Canetti’nin güç ve iktidar kavramına bakışı zamansal ve uzamsaldır. Güç kendisine zaman tanıdığında iktidar haline gelir ama kriz anı geri dönüşsüz karar anı gelince güç çıplak güç haline geri döner. İktidar daha geneldir ve güçten daha geniş bir uzam üzerinde işler;
 iktidar daha fazlasını içerir ama daha az dinamiktir. Kedi fare oyunu ile güç ve iktidar kavramını açıklayan Canetti’ye göre; kedi gücü fareyi yakalamak, onu ele geçirerek, pençelerinin altında tutmak ve nihai olarak da öldürmek için kullanır. Ama fareyle oynamasında bir başka etken daha vardır. Kedi farenin gitmesine izin verir, birazcık kaçmasına hatta arkasını dönmesine fırsat tanır. Bu süre boyunca artık fare güce sahip değildir. Ancak hala kedinin iktidar alanı içindedir. Ve her an tekrar yakalanabilir. Derhal uzaklaşırsa, kedinin iktidar alanından kaçar; ama artık ulaşılamayacak olduğu noktaya varana kadar hala kedinin iktidar alanının içindedir. Kedinin egemen olduğu uzam, fareye yaşattığı umut anları bir yandan da bütün bu zaman zarfında onu yakından izlemeyi sürdürmesi ve onu yok etmeye gösterdiği ilgi ve yok etme niyetini asla elden bırakmaması, bunların hepsine, yani uzam, umut, dikkatle izleme, ve yok etme niyetine iktidarın fiili bedeni ya da daha basit bir biçimde, iktidarın ta kendisi denilebilir.   

Emir eylemini de iktidarın ve gücün bileşeni olarak işleyen Canetti’ye göre emrin en kolay anlaşılır olduğu yer ordudur ama uygar yaşamda emirlerin ulaşmadığı bir alan ve etkilemediği bir birey neredeyse yoktur. Bu ölüm tehdidi iktidarın köşe taşıdır ve burada taş üstüne taş koyup büyük bir refah kütlesi oluşturmak çok kolaydır. İktidarı bütünüyle kavramak istiyorsak, emirle açıkça ve yüreklice yüz yüze gelmeli ve onu sızıdan yoksun kılmanın araçlarını aramalıyız.
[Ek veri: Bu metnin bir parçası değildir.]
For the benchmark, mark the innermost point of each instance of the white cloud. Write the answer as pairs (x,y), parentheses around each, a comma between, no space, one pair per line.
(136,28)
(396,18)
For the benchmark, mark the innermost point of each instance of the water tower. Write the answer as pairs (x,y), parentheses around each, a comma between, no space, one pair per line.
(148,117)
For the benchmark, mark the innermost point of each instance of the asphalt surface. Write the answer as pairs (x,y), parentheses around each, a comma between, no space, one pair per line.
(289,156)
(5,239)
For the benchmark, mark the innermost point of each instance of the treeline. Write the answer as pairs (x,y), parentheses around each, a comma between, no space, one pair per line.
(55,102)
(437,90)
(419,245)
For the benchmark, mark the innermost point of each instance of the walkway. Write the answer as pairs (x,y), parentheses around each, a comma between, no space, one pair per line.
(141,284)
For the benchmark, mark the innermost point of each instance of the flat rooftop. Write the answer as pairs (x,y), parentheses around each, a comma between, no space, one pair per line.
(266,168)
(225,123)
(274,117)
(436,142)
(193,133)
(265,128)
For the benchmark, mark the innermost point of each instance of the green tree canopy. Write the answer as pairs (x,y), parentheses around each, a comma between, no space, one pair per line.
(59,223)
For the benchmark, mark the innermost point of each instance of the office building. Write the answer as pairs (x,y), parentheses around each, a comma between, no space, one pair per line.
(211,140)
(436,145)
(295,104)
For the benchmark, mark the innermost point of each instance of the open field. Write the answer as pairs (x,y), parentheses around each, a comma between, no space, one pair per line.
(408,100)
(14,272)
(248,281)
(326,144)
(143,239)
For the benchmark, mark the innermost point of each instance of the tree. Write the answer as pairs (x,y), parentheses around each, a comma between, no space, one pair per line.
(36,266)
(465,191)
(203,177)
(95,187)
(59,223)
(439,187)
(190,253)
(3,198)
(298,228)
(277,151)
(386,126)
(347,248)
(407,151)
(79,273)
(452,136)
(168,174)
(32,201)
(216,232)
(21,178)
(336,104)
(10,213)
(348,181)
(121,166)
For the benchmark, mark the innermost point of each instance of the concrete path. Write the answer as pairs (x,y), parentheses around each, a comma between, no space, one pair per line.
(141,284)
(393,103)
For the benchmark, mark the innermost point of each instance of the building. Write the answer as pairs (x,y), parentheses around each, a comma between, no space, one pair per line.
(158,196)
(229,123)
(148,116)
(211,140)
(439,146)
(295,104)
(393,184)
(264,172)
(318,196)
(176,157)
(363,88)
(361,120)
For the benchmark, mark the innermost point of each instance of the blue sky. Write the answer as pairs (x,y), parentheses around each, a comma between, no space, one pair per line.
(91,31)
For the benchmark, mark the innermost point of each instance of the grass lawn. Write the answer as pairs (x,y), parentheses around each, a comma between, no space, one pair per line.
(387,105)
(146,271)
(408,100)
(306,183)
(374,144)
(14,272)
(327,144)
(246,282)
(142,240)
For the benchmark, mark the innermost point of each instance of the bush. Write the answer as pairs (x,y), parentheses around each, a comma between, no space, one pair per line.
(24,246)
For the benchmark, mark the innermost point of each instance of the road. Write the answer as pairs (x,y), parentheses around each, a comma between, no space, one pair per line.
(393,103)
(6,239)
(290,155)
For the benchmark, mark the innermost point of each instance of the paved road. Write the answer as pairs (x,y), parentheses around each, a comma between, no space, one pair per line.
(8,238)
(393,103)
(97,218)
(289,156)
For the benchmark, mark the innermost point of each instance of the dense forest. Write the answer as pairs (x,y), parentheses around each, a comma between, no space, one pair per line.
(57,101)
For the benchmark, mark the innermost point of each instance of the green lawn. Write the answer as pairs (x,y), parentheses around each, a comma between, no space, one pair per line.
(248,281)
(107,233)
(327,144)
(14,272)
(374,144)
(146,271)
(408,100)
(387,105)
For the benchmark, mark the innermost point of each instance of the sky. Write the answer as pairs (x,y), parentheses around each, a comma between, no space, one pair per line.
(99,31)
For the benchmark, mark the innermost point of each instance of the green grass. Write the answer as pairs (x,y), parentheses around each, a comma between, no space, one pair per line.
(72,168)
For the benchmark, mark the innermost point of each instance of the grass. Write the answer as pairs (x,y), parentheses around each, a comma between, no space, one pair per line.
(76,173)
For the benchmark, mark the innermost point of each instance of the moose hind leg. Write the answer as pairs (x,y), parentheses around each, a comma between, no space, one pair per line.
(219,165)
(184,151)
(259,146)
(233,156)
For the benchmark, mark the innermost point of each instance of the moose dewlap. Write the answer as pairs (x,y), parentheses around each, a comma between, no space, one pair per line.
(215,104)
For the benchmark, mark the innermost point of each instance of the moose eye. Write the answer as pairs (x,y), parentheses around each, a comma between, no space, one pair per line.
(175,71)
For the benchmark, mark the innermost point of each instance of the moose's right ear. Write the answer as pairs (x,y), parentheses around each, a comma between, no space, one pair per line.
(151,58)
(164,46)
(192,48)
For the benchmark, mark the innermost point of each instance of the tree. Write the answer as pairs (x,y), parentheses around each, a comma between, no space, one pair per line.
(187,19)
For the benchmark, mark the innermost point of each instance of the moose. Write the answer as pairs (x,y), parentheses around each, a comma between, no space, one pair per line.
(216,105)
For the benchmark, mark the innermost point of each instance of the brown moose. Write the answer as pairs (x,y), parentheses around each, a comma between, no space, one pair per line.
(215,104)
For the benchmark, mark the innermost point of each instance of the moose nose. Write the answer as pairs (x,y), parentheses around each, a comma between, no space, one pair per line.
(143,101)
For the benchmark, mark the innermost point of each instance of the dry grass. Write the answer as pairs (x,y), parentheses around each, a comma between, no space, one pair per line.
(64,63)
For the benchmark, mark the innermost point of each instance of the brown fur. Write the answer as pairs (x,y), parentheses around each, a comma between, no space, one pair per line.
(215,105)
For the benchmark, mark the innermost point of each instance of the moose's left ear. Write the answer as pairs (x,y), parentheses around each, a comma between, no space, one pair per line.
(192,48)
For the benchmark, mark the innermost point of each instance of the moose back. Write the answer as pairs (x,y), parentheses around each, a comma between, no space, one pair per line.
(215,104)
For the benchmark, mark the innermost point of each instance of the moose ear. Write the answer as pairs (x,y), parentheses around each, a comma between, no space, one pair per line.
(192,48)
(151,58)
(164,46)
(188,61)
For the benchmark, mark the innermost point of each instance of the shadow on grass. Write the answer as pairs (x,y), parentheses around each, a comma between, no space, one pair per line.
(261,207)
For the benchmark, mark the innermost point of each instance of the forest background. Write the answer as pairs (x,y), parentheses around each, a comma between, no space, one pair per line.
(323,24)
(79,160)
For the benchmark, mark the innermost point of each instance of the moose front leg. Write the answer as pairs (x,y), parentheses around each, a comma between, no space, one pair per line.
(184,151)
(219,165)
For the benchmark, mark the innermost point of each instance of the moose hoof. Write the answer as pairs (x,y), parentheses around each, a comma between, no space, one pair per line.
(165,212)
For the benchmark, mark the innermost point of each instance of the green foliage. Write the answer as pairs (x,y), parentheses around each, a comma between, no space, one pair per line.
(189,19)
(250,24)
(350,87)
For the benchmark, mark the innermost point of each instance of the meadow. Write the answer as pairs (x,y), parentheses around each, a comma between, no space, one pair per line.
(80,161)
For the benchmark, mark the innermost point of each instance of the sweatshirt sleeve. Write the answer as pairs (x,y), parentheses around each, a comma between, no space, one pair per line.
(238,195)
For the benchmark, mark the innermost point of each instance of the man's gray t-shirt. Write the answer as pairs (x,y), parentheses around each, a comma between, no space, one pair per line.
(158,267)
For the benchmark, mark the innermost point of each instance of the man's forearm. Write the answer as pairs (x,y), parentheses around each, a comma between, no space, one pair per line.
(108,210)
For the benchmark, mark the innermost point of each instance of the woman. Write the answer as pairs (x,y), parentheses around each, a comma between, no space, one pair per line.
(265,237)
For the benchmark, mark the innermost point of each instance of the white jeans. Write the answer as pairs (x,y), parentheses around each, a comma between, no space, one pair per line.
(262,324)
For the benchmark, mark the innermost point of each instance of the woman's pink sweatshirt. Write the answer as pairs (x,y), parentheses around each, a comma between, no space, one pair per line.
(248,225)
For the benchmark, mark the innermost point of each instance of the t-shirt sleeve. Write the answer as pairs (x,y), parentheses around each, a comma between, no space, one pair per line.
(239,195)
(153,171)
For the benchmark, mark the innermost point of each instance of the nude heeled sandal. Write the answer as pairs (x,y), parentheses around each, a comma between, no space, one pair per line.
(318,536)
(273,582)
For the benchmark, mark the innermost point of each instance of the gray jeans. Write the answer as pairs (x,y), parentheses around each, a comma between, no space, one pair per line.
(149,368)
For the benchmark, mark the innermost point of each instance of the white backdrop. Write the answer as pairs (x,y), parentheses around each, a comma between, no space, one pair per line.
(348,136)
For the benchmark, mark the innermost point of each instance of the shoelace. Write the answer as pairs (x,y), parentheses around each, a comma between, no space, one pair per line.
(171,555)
Canetti’nin “Kitle ve İktidar” kitabı; kitlenin ve kitleselliğin anlaşılması, kitle ile güç ve iktidar kavramları arasındaki ilişkilerin analizinin yanı sıra kitlenin tarihsel gelişimi ile gelecek tahayyülleri konusundaki teorik ve pratik öncüllerin oluşturulması konusunda oldukça geniş bir perspektif sunuyor.

Elias Canetti, Kitle ve İktidar, İngilizceden çeviren: Gülşat Aygen, İstanbul Ayrıntı Yayınları, 10. Basım, 2021, 527 sayfa.